During my last visit to China, I had a free day to wander around the city of Guangzhou. Percy, my Chinese friend, and I thought it'd be interesting to visit the Ornamental Pagoda at Liurong Temple in Guangzhou. Admission to the temple was about $.75. I was surprised to find out, that visitors were allowed to climb the pagoda for an additional $1.25. Of course, I jumped at the chance and climbed up. It was very interesting. At every floor, there were actually two floors. It's kind of hard to explain and I found this explanation online that can explain it better then I could:

"The octagonal, nine-storey, wood and brick pagoda is fifty-seven meters high, making it a fairly high one among ancient pagodas in south China. There is a hidden storey for each of the storeys above the first one, making the pagoda a structure of seventeen storeys. There are staircases for climbing up and down. The steeple is made of copper and iron. The copper mainstay, carved with a thousand images of Buddha, was cast in 1358 and bears nine tiers of discs. The steeple, including the bead on its top and the iron chains running from the top to other storeys of the pagoda, weighs five thousand kilogrammes."
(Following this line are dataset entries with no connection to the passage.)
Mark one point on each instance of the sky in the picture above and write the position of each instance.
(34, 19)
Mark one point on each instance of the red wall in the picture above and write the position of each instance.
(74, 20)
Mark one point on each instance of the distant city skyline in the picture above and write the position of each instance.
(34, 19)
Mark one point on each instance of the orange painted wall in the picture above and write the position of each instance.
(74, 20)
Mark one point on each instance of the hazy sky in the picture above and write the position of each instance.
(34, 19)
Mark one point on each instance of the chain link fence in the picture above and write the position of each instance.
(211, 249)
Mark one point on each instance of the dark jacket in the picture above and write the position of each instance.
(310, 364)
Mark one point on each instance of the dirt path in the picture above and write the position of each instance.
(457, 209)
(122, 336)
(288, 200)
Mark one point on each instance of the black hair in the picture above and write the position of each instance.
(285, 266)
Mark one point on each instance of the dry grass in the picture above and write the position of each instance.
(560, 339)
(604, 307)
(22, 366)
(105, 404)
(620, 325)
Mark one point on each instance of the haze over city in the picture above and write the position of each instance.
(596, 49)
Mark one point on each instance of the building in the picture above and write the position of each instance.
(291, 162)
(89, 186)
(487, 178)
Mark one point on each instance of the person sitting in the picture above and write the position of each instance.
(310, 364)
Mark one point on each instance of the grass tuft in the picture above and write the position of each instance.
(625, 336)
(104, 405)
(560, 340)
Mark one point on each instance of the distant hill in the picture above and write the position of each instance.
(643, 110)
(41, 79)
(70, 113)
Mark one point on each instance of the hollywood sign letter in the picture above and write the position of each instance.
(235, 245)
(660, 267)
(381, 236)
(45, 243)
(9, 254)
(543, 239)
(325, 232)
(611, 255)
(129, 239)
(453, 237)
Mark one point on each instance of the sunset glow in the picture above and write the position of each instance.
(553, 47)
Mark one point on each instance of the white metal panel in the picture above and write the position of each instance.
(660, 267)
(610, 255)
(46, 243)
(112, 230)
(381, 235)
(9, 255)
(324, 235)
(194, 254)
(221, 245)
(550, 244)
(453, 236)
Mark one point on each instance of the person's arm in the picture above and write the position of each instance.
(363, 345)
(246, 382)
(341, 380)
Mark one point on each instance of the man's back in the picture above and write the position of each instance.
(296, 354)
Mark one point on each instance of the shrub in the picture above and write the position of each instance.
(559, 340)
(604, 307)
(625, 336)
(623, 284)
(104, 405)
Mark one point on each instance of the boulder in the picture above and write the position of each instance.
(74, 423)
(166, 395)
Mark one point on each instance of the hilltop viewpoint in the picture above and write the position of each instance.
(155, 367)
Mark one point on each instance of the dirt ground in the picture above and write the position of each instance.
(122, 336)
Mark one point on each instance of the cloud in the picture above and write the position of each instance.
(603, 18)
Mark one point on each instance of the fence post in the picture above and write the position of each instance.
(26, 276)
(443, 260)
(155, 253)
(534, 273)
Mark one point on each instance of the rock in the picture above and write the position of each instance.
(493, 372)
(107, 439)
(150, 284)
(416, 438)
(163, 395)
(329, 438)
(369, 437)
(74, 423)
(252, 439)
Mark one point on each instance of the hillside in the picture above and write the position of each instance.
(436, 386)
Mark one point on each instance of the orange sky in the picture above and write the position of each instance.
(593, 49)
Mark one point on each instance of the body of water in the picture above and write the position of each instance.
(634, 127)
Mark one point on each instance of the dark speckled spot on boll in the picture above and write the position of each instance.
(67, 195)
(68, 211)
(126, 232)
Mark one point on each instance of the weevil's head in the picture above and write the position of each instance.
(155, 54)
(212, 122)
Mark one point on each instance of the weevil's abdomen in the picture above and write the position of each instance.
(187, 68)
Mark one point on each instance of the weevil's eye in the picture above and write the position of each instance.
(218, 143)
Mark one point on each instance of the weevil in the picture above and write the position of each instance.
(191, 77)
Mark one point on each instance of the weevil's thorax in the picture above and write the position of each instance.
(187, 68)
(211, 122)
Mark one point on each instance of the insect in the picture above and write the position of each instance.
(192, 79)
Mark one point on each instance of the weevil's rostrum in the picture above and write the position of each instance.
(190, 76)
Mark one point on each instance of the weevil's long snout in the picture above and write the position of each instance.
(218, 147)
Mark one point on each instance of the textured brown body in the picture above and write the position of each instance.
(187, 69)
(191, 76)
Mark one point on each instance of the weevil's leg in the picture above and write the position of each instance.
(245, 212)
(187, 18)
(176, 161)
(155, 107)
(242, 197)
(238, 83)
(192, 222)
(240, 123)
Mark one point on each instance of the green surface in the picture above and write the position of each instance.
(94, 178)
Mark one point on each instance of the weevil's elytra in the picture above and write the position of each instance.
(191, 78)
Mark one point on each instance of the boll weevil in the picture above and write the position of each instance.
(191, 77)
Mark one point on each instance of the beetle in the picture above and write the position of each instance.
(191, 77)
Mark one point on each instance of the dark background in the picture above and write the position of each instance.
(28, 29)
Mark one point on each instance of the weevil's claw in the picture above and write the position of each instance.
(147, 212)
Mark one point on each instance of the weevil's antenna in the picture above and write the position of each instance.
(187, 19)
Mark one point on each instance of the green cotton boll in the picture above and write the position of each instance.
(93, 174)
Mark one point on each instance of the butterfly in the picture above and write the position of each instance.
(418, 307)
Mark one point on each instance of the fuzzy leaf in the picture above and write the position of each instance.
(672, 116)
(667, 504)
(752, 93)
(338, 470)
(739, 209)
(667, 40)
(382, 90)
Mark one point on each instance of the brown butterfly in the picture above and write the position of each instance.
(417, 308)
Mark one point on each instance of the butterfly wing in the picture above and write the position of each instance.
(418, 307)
Every storey is a little bit shorter then the last so by the time I reached the top, I was hunched over climbing the stairs. At the top, I was really surprised at how unbelieveably unsafe it was. Outside of the building, the floor was probably only 2.5' wide and leaned away from the building (probably to keep the rain flowing off the building). The only thing keeping me from falling off the top was this rickidy old wooden railing that was probably over 100 years old. A strong wind could have blown it off.

I was a little nervous being at the top, but for the most part I was O.K. The thought that this building (or the main structure of this building anyway) was built in 537 A.D. was both a comfort and a concern. Percy however, was a different story. When we reached the top, he took one look down and froze. I felt terrible for him. He sat down hugging the building saying that he didn't want to move. After some coaxing, I finally got him up and mobile enough to head back down. I sent him down with my camera so that he could get a picture of me at the top.


I also thought all the buildings looked nasty from the top. But one should remember this
is China, a communist country. Most buildings are bland and uniformed. Nothing flashy or too unique.

1 comment:

Amy said...

Very cool. So much history- it reminds me that our country is so young.